Brian King, guitarist and the more vocal Japandroid, is a mess of stubble and curls in a white t-shirt. He could pass for a more unkempt version of fellow Canuck Jim Carrey if you squinted a little. King’s extended chats with drummer/co-vocalist David Prowse and the audience plays with in-jokes and their (by-now) familiarity with London audiences and he charms the pants off almost everyone in the room.

Japandroids ICA

He’s overly verbal – but humorously so – when prefacing songs like Young Hearts Start Fire, which could easily have stumbled right off the late 80′s Sunset Strip were it not for the Dinosaur Jr fuzz and post-therapy sentiments re: “not worrying about dying”. Along with songs like ‘Heartsweats’ and new single ‘Art Czars’, they showcase a body of work that is equally profound and dumbly brilliant. Previous reviews have referenced King’s consciousness of space on larger stages but tonight he’s perfectly at one with the vastness of the ICA, swaggering guitar and fringe with equal might.

Japandroids ICA

Ultimately whether they’re part of the evolution of rock n roll or a middle finger up to the establishment doesn’t really matter. There’s little difference anyway. Their reference points are a weird mess of bands –  for every fuzzy J Mascis guitar moment, there are also pronounced nods to My Bloody Valentine, The Sonics and their beloved Mcluksy. Yet it’s all thrown against the canvas of rock n roll myth and expectation and, somehow, the mess is Pollackesque aural rather than outsider art; mephitically beautiful in places and executed tight and fresh.

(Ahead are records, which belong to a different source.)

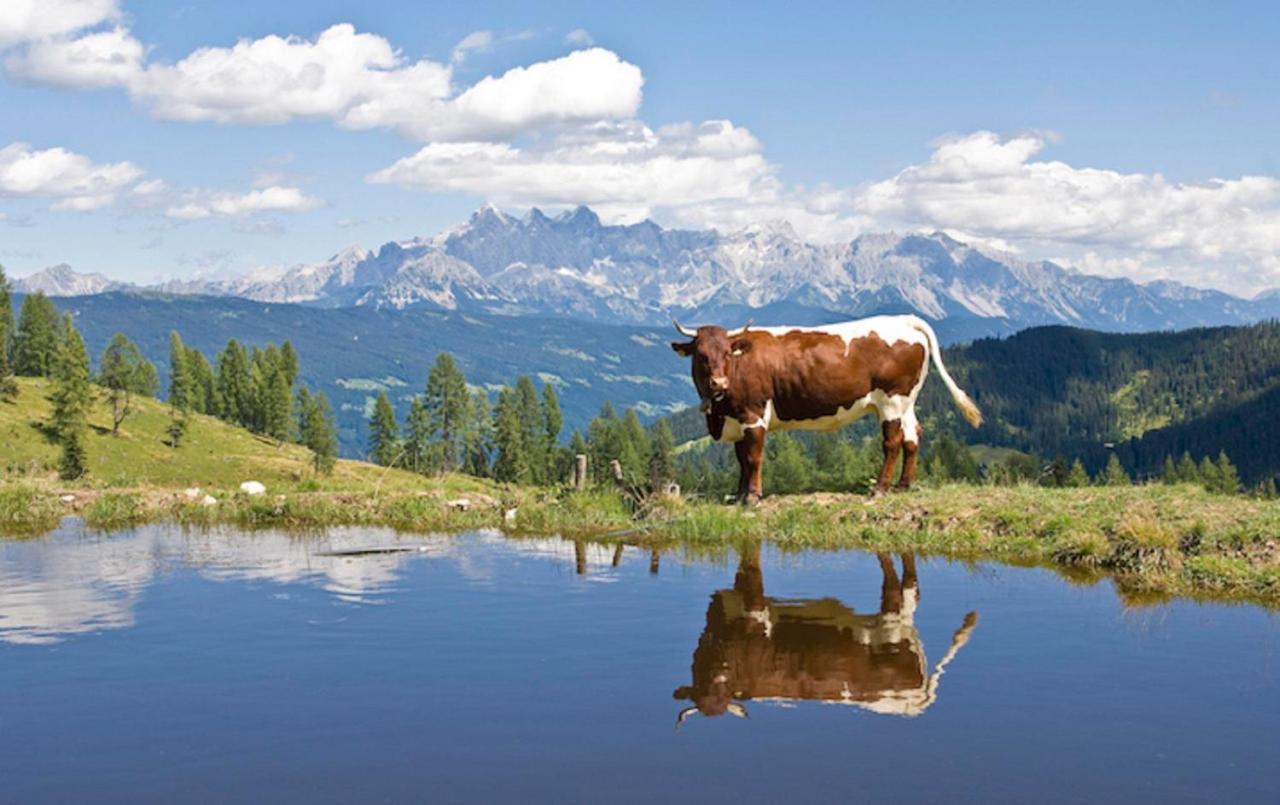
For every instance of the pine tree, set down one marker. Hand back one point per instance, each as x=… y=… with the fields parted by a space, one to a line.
x=204 y=398
x=181 y=382
x=1187 y=470
x=383 y=433
x=479 y=442
x=319 y=433
x=1077 y=476
x=124 y=373
x=1114 y=474
x=790 y=469
x=72 y=396
x=1207 y=474
x=289 y=362
x=234 y=385
x=531 y=428
x=278 y=407
x=36 y=341
x=449 y=406
x=7 y=323
x=417 y=438
x=512 y=461
x=8 y=384
x=553 y=421
x=1228 y=479
x=661 y=463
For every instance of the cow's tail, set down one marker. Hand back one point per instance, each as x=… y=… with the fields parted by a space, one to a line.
x=967 y=406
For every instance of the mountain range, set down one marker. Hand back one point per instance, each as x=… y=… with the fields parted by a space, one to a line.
x=576 y=266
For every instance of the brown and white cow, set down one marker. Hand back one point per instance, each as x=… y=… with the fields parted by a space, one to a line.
x=780 y=378
x=757 y=648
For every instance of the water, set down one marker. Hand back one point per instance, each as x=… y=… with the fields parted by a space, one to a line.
x=160 y=666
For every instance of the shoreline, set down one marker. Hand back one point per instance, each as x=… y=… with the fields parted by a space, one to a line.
x=1155 y=541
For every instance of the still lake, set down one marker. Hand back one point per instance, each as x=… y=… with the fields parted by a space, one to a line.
x=161 y=664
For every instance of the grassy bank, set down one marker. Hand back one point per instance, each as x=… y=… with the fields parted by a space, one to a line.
x=1155 y=540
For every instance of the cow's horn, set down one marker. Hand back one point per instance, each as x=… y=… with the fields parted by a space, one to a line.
x=684 y=714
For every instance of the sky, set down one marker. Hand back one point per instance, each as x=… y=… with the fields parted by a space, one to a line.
x=160 y=140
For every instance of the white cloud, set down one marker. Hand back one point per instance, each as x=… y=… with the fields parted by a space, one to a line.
x=625 y=168
x=357 y=79
x=201 y=204
x=1223 y=232
x=474 y=41
x=73 y=179
x=35 y=19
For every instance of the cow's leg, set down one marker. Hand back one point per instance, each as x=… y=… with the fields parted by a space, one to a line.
x=891 y=589
x=910 y=447
x=753 y=463
x=744 y=470
x=892 y=434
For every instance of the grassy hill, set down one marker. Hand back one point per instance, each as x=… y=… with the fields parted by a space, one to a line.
x=214 y=454
x=353 y=353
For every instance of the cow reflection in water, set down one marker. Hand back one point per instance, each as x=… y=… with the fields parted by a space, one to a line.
x=763 y=648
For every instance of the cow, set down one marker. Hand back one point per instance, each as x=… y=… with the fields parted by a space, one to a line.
x=753 y=380
x=769 y=649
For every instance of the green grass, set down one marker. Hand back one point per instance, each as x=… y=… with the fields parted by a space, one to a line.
x=213 y=454
x=1153 y=540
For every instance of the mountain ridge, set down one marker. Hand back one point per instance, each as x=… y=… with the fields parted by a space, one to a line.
x=575 y=265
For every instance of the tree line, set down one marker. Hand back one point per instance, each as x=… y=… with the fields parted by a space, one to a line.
x=452 y=426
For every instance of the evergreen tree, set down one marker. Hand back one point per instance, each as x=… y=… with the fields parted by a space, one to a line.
x=1187 y=470
x=1228 y=478
x=417 y=438
x=635 y=449
x=72 y=396
x=448 y=402
x=533 y=424
x=234 y=385
x=36 y=342
x=553 y=421
x=479 y=442
x=278 y=407
x=383 y=433
x=511 y=462
x=8 y=384
x=790 y=467
x=182 y=384
x=204 y=398
x=1077 y=476
x=1207 y=472
x=1114 y=474
x=124 y=373
x=661 y=462
x=289 y=362
x=7 y=323
x=319 y=433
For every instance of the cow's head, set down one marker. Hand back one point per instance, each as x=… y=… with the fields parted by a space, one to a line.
x=713 y=350
x=713 y=701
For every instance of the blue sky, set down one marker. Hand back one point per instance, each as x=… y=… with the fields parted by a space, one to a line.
x=1139 y=141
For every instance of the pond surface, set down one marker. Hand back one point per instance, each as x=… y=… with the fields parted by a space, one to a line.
x=156 y=664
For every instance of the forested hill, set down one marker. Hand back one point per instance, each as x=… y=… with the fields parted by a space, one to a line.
x=1066 y=392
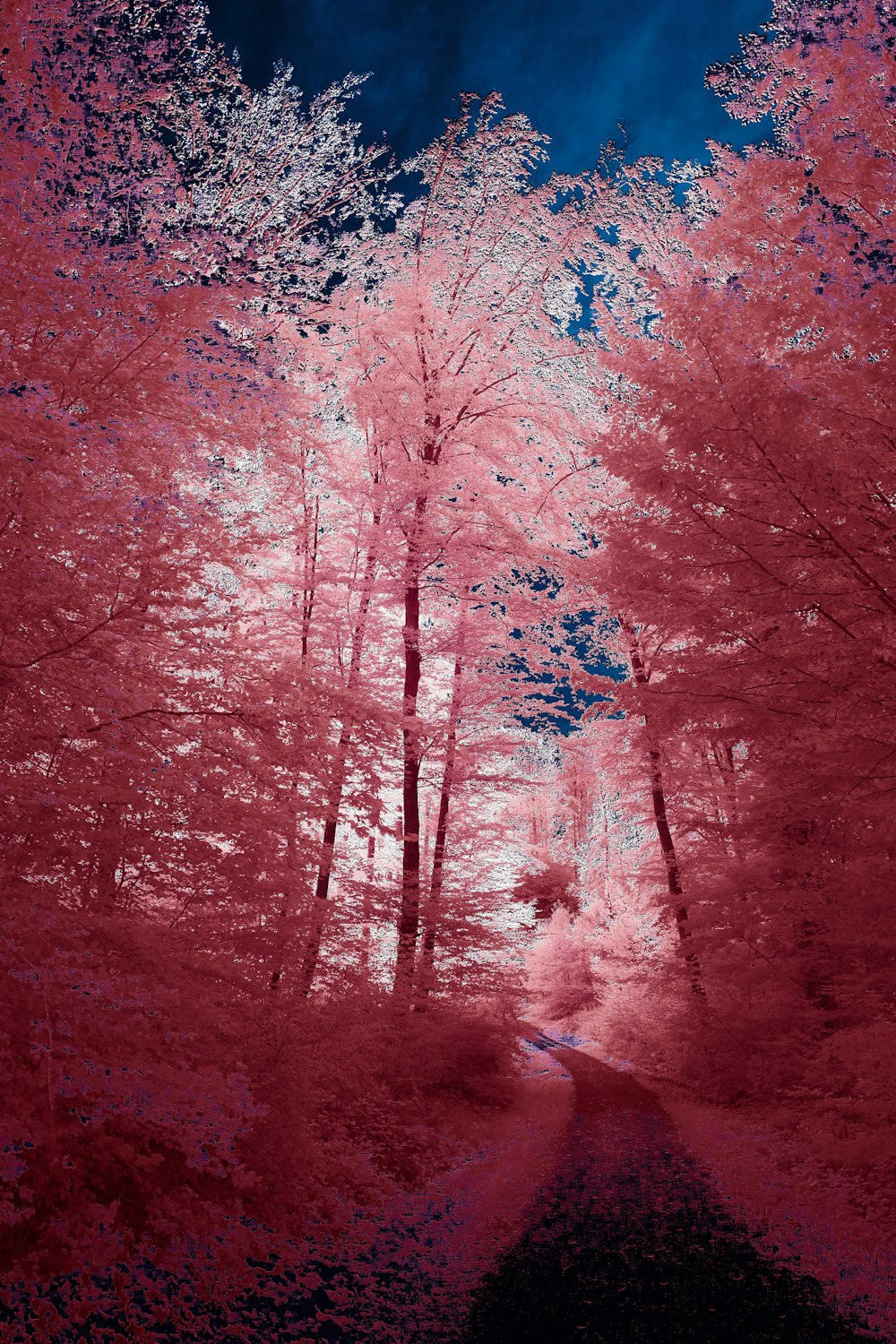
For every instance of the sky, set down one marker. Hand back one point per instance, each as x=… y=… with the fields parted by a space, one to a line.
x=575 y=69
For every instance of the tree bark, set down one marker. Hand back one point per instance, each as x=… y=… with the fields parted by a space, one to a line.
x=426 y=978
x=664 y=831
x=314 y=935
x=410 y=913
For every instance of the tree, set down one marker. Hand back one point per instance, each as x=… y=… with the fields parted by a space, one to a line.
x=466 y=323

They end the show with an extended proclamation to the brilliance of Mclusky and a cover of their brilliant ‘To Hell With Good Intentions’ orchestrated to the plucky crowd surfing of a mock-heckling punter. King invites him onstage to dive off, making it clear that the crowd cannot allow his feet to touch the floor for the duration of the song. We comply without question – by now, we’re acquiescent to anything this charismatic, cheeky-faced Canadian might suggest – and the bewildered body of the fan is delivered back to King as the final notes ring out.